The Smith Blog

The Smith interviews Wil B. of Black Violin

As far as instrumental typecasting goes, the violin often gets stuck in a rut as being seen as the poster child of classical music. Sure, it gets a few moments in the spotlight of other genres — bluegrass, swing or gypsy campfire tunes — but there are styles that haven’t yet found their way to the instrument’s virtuosity and melodic emotion.

Black Violin members Wil B. and Key Marcus are pictured here.

Black Violin is lead by classically trained string players Wil B. (viola, left) and Kev Marcus (violin), and joined onstage by DJ SPS and drummer Nat Stokes.

Two classically trained musicians have brought the violin, and its deeper, heftier cousin, the viola, into captivating terra nova. Kevin Marcus Sylvester and Wilner Baptiste, known on stage as Kev Marcus and Wil-B, are the power duo behind Black Violin, a band that uses stringed instruments as matchmakers for two unlikely musical bedfellows: European classical music and African-American hip hop.

The result is an energetic and charismatic sound, often with lyrics that resonate with purpose and socio-political reverence. Black Violin will perform at 8 p.m. Sunday, Oct. 28 at the Smith Opera House. They will be joined by DJ SPS and drummer Nat Stokes.

Baptiste,who moved to Florida from the Bahamas when he was 11, wanted to study saxophone but was mistakenly placed in the strings program. Encouraged by his mother, Sylvester began playing the violin at age 9. The two began a friendship sharing a music stand in the orchestra at the famed Dillard High School of the Performing Arts in a tough Fort Lauderdale neighborhood.
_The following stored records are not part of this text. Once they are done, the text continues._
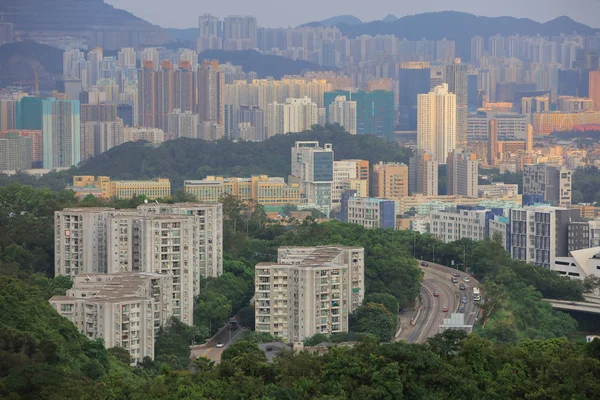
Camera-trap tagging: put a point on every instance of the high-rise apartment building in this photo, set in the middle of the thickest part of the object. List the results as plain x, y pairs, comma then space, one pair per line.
239, 33
463, 174
539, 234
312, 168
423, 175
296, 115
150, 54
125, 310
182, 124
369, 213
265, 190
15, 152
343, 112
61, 133
211, 32
477, 49
100, 136
164, 92
147, 96
594, 89
309, 290
457, 79
390, 180
210, 92
414, 78
437, 126
185, 87
374, 111
353, 174
80, 240
547, 184
127, 58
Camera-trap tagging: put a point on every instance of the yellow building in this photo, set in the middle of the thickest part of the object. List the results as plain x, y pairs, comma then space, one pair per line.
153, 189
546, 123
265, 190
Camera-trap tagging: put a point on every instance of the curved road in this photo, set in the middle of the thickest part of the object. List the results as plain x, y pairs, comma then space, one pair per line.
437, 278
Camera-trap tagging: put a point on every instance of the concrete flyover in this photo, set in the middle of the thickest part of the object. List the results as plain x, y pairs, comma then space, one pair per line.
437, 278
566, 305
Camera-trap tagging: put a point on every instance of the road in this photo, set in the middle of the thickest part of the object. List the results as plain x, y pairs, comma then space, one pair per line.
210, 350
437, 278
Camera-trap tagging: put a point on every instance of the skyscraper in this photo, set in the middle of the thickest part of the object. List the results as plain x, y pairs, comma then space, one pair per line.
390, 180
423, 175
210, 92
477, 49
457, 79
343, 112
185, 92
147, 96
594, 91
165, 94
492, 142
126, 57
312, 167
463, 174
61, 133
436, 128
414, 79
295, 115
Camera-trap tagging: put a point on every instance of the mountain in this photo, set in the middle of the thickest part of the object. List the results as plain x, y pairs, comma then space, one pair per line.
18, 60
102, 24
461, 27
264, 65
184, 35
340, 19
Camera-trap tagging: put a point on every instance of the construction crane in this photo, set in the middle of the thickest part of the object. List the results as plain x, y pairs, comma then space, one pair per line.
36, 82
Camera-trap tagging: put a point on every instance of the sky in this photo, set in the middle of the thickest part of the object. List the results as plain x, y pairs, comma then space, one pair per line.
282, 13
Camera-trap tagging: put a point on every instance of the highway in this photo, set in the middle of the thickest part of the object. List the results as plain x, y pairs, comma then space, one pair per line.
437, 278
210, 350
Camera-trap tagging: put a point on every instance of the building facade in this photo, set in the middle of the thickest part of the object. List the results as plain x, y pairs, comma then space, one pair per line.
308, 290
436, 126
124, 310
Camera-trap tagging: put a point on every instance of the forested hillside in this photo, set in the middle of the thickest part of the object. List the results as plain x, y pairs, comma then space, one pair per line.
195, 158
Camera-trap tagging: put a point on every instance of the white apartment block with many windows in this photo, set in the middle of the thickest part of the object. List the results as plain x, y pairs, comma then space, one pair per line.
124, 310
309, 290
452, 226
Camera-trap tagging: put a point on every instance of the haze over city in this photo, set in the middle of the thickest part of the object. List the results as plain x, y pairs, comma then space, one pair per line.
273, 13
299, 200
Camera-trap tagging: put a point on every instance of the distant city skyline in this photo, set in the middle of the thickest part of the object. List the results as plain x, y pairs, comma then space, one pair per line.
184, 13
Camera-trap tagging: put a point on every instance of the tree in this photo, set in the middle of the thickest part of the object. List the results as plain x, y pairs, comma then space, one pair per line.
388, 301
375, 319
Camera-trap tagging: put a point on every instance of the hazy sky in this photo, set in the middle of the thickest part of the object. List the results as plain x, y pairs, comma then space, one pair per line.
276, 13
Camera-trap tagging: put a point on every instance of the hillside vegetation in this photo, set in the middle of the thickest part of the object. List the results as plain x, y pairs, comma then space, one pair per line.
195, 158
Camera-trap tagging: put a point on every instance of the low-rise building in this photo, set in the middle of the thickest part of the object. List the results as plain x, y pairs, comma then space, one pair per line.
368, 212
308, 290
265, 190
124, 310
159, 188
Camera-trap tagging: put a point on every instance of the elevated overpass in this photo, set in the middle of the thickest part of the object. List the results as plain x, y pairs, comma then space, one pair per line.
580, 306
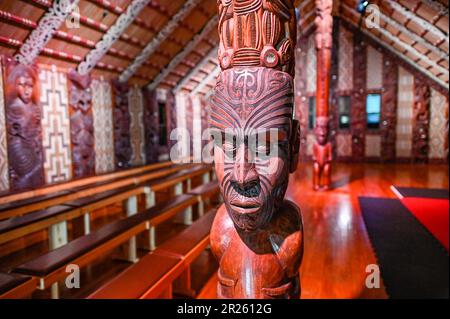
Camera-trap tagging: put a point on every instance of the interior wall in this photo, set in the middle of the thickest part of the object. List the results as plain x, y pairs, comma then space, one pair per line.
55, 121
393, 140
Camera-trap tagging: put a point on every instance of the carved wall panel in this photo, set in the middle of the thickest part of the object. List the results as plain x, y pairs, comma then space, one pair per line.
405, 100
358, 109
121, 118
438, 126
23, 126
372, 146
389, 109
55, 125
4, 168
334, 93
344, 145
345, 59
300, 87
137, 130
311, 66
102, 109
81, 125
171, 117
151, 125
421, 120
374, 75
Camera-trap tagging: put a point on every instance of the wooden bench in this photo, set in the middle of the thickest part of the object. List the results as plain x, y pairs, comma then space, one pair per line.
13, 286
153, 275
21, 206
50, 267
205, 192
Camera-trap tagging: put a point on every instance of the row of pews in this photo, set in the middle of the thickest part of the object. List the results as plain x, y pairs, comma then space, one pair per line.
164, 267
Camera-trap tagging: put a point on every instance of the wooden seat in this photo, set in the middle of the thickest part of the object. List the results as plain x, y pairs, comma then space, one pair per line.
17, 227
153, 275
50, 267
13, 286
206, 190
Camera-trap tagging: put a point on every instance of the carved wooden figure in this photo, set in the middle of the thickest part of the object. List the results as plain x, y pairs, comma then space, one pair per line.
122, 143
322, 155
23, 117
322, 150
257, 236
81, 124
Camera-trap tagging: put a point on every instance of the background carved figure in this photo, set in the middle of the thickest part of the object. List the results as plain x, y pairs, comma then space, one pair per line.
81, 123
23, 116
322, 155
122, 143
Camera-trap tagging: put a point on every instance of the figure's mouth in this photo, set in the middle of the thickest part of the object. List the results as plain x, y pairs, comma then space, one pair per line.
245, 207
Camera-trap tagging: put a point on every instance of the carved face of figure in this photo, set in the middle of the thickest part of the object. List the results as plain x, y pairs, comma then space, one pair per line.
321, 130
251, 122
24, 84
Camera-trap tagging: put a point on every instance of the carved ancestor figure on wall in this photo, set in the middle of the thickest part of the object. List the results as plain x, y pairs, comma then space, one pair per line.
122, 142
23, 117
322, 155
322, 149
257, 236
81, 123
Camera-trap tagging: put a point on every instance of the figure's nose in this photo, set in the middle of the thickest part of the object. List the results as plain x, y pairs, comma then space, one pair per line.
244, 171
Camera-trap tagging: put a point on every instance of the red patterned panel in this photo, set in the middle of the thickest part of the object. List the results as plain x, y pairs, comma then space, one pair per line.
421, 120
358, 112
389, 109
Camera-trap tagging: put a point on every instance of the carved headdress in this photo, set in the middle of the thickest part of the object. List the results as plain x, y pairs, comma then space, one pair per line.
257, 33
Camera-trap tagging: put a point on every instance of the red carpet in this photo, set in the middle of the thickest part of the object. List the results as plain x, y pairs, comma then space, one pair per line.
433, 214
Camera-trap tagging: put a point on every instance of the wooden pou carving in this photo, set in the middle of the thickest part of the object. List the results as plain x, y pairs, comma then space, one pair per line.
257, 236
122, 143
23, 118
81, 124
322, 150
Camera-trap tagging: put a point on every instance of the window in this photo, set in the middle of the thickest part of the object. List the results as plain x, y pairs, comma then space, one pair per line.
344, 112
162, 124
312, 112
373, 110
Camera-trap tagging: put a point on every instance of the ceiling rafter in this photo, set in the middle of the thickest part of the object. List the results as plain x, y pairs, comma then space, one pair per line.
207, 59
437, 6
48, 24
158, 39
418, 39
187, 49
388, 47
429, 27
111, 36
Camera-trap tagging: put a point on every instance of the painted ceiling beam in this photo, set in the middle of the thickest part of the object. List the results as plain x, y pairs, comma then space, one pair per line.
48, 25
211, 77
182, 55
402, 44
416, 19
389, 48
151, 47
111, 36
437, 6
441, 54
207, 59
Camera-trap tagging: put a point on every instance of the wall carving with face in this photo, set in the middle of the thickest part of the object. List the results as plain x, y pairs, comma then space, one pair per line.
81, 125
257, 235
23, 118
121, 116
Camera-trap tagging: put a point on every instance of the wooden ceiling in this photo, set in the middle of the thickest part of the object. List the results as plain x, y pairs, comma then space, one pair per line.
184, 58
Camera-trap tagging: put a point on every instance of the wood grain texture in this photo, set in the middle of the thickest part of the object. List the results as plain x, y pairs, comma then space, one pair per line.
358, 110
389, 109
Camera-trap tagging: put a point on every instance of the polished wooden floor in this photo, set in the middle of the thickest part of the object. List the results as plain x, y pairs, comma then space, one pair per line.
337, 248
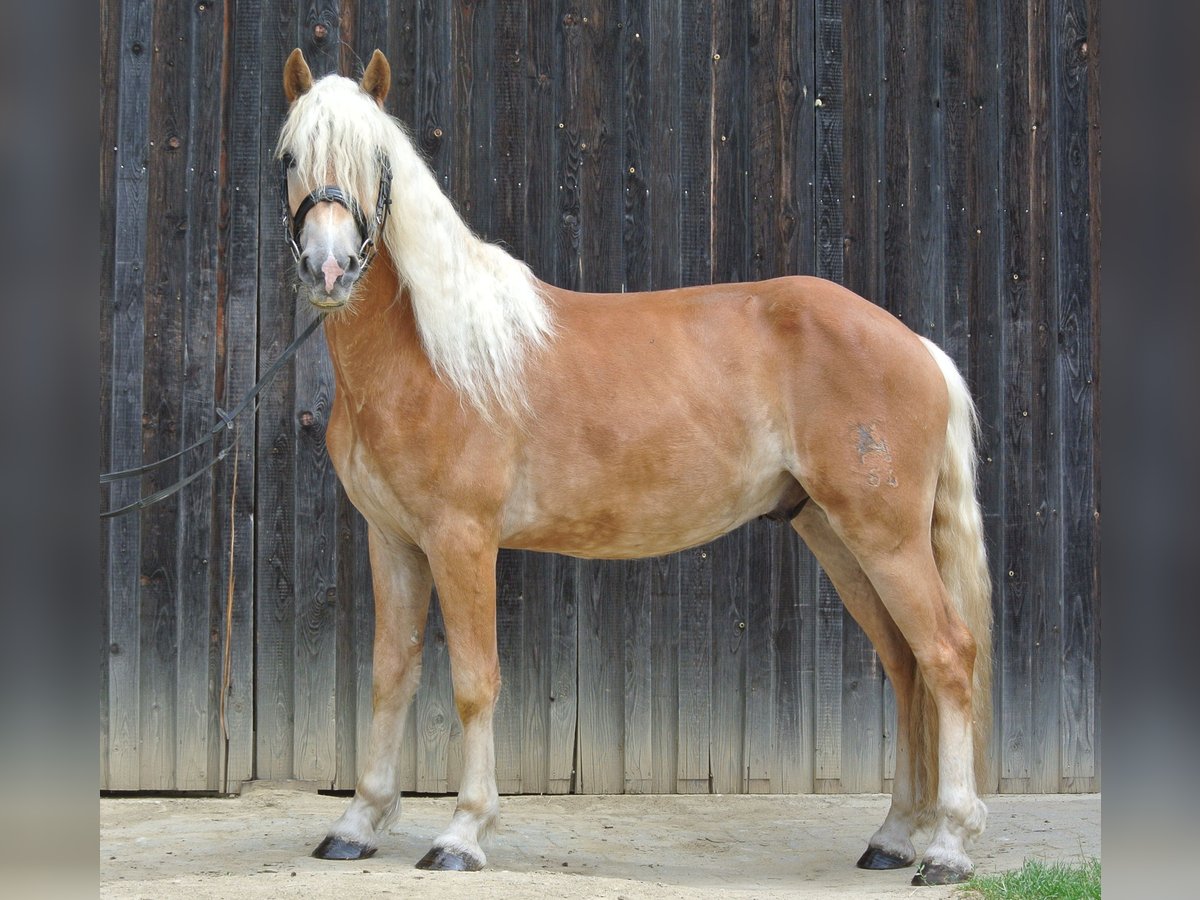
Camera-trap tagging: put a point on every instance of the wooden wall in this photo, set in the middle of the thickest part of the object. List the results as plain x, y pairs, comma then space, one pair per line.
942, 159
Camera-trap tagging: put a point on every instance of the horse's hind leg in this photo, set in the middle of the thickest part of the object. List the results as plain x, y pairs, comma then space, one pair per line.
402, 586
465, 573
891, 846
900, 564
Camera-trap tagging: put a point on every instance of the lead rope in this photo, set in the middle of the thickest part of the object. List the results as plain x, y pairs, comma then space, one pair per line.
228, 648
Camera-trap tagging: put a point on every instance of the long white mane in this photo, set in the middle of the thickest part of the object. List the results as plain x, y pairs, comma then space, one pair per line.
478, 310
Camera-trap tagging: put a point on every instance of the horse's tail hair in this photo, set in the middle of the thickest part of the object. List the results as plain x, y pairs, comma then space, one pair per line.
963, 563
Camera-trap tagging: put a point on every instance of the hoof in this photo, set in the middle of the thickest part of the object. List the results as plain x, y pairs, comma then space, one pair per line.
336, 849
929, 874
443, 861
876, 858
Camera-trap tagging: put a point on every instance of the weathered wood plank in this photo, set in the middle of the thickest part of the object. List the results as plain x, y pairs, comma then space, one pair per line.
130, 215
827, 689
563, 676
1044, 413
237, 351
1019, 258
665, 628
167, 281
832, 621
636, 131
601, 677
600, 139
109, 65
201, 621
509, 714
984, 283
1072, 42
693, 773
275, 451
435, 708
636, 623
727, 253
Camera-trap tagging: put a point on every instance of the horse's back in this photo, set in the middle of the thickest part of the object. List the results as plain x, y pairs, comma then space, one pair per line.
661, 420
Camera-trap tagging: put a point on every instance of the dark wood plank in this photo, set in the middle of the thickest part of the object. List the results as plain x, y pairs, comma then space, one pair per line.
538, 612
660, 169
636, 624
318, 601
600, 148
1017, 451
694, 771
601, 677
509, 717
636, 131
130, 215
316, 570
693, 774
661, 174
865, 741
435, 708
275, 450
727, 253
563, 676
569, 155
833, 623
109, 66
238, 339
729, 663
540, 229
1045, 489
828, 693
167, 281
1072, 41
762, 677
984, 286
201, 617
544, 71
665, 630
696, 138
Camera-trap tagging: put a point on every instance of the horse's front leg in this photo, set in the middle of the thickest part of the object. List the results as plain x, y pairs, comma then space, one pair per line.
463, 561
402, 586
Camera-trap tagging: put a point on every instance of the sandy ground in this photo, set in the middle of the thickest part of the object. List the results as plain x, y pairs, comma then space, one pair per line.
649, 846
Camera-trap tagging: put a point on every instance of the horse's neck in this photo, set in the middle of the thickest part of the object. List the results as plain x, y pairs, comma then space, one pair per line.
376, 347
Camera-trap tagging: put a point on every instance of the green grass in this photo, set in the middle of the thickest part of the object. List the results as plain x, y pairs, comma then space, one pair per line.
1039, 881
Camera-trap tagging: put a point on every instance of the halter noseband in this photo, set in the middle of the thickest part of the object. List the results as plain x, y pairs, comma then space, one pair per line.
367, 231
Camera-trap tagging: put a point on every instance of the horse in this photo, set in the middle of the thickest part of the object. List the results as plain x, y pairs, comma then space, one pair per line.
477, 408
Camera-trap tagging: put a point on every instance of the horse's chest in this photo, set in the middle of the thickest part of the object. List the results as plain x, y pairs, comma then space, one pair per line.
369, 479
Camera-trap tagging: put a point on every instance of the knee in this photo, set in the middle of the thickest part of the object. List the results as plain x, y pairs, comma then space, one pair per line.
475, 694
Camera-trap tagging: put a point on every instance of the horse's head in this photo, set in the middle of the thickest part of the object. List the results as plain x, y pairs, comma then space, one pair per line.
337, 179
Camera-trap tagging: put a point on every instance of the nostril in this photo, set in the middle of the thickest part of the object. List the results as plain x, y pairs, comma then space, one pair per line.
309, 268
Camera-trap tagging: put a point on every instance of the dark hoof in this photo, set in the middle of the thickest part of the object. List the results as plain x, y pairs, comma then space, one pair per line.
336, 849
443, 861
876, 858
931, 874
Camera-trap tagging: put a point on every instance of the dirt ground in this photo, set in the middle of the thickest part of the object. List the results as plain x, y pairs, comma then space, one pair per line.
631, 846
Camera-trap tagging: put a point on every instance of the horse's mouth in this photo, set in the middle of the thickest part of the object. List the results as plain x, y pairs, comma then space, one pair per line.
327, 303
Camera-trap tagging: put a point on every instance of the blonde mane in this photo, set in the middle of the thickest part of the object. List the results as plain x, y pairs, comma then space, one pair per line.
478, 310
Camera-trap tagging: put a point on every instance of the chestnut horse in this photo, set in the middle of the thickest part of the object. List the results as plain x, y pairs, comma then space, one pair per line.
478, 408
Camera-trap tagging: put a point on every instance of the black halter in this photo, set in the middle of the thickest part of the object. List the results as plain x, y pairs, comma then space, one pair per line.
367, 231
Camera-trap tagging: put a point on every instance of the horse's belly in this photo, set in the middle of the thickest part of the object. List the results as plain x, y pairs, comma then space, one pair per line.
617, 525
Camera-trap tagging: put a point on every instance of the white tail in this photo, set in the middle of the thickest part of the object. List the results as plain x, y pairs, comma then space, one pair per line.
963, 563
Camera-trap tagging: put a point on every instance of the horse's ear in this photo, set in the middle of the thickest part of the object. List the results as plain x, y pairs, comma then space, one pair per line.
297, 76
377, 79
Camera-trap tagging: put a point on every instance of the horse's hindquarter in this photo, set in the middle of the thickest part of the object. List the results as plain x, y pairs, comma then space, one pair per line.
667, 419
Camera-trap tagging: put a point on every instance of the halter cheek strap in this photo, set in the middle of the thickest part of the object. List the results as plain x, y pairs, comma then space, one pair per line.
331, 193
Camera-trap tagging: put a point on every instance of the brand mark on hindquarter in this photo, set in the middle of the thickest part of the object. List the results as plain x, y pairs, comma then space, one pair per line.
875, 456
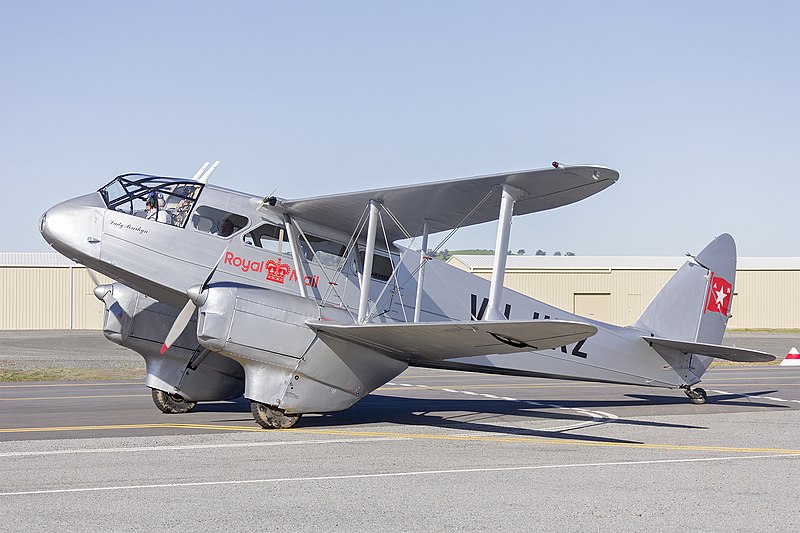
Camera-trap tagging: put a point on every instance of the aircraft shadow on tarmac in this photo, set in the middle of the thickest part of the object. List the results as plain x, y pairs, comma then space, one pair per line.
474, 415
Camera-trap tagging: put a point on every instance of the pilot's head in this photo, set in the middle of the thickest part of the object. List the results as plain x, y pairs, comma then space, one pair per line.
226, 227
151, 202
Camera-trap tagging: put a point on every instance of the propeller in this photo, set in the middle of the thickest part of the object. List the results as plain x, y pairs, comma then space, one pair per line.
101, 290
196, 298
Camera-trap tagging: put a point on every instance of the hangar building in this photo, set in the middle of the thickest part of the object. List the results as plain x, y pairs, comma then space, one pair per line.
617, 289
48, 291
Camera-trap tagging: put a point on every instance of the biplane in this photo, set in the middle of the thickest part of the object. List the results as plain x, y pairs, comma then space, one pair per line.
308, 305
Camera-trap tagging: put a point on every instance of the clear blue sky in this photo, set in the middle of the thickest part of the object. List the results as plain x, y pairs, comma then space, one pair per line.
696, 103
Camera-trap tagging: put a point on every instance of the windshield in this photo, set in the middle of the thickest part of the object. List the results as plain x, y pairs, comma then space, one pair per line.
166, 200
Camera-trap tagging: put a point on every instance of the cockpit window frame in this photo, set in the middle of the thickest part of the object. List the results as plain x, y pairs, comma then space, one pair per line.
144, 184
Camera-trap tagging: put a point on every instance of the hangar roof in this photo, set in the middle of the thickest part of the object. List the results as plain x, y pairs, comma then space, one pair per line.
37, 259
549, 262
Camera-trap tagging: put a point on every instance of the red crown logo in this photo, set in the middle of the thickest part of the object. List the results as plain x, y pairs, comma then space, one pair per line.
277, 271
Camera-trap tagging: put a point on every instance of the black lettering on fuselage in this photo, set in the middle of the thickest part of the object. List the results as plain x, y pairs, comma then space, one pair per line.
576, 350
478, 314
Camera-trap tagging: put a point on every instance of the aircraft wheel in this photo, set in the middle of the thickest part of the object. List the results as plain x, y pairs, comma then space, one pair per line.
697, 396
271, 418
171, 403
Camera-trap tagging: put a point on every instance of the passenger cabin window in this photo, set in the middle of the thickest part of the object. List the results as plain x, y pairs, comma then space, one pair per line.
381, 265
269, 237
162, 199
217, 221
328, 253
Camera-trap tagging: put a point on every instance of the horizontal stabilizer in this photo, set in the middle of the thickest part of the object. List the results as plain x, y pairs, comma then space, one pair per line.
434, 341
729, 353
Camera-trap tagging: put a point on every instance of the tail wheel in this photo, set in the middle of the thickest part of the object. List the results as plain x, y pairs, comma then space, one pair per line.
271, 418
697, 396
171, 403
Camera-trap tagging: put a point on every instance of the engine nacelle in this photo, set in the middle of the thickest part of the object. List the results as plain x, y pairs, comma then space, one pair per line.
287, 365
141, 323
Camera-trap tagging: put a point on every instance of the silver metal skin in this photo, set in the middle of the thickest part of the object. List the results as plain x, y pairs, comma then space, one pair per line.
297, 321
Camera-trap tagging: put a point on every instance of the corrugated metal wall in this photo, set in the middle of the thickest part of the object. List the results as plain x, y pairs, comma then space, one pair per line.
60, 297
48, 297
763, 298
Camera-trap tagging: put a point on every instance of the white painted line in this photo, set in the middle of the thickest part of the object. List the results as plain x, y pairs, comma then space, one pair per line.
753, 397
196, 446
399, 474
598, 417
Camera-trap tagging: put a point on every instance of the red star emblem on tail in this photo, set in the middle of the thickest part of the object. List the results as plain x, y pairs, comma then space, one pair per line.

In those days, they lived parallel lives, studying classical in school but listening to R&B, rap and hip hop everywhere else.

“One day Kev comes to class and he learns one line from ‘Gimme Some More’ by Busta Rhymes. He played it and we learned it quickly, and we just kept having fun with it,” That’s how Baptiste describes the genesis of Black Violin in a recent phone interview.

“At the time we didn’t understand what we were doing, but subconsciously we did it to stay connected to the music we were learning at school. A lot of people quit strings after a year or two. Experimenting gave us the patience to keep going.”

The two also had “a really good teacher who really cared, and that too motivated us to keep going,” adds Baptiste.

Both teens won full scholarships to study music, Sylvester at Florida International University and Baptiste at Florida State. They reunited after college, playing wherever they could: Miami dance clubs (where they convinced club owners to hire them by playing alongside their blasting car stereo), celebrity weddings and elaborate bar mitzvahs, anything to get known and make some money.

They took the name Black Violin from an album recorded by Stuff Smith, a pioneer in adapting electrical amplification for the violin.

By 2005, they had won the Showtime at the Apollo Legend Title. Two years later, their self-titled first album was released. Their second album, “Classically Trained,” came out in 2013, and a third is on the way.

Now well into their 30s, married and with families, Sylvester and Baptiste insist on making making their music as accessible as possible for youth, and supporting music education for all. They regularly perform for students, and in fact for Sunday’s show they will be joined on stage by young musicians from Ithaca and St. Peter’s Community Arts Academy.

Today, Black Violin’s compositions are also leaving their mark in the televised world and national events, as the duo have composed and performed for ESPN sports programming, the Super Bowl and even for former President Barack Obama’s 2013 inauguration. They also created the theme song the FOX pilot “Pitch,” about the first woman to break into major league baseball.

Such projects represents their mission to a T, as Black Violin is all about pushing beyond stereotypes to find common ground among people of different backgrounds. Who, after all, would peg two black guys to lead the next generation of young musicians to Beethoven, Mozart and Bach, albeit via Rakim and Cardi-B?

“It feels good to walk on stage, do something you love, and inspire, motivate and entertain at same time,” says Baptiste. “You can’t ask for a better way of making a living.”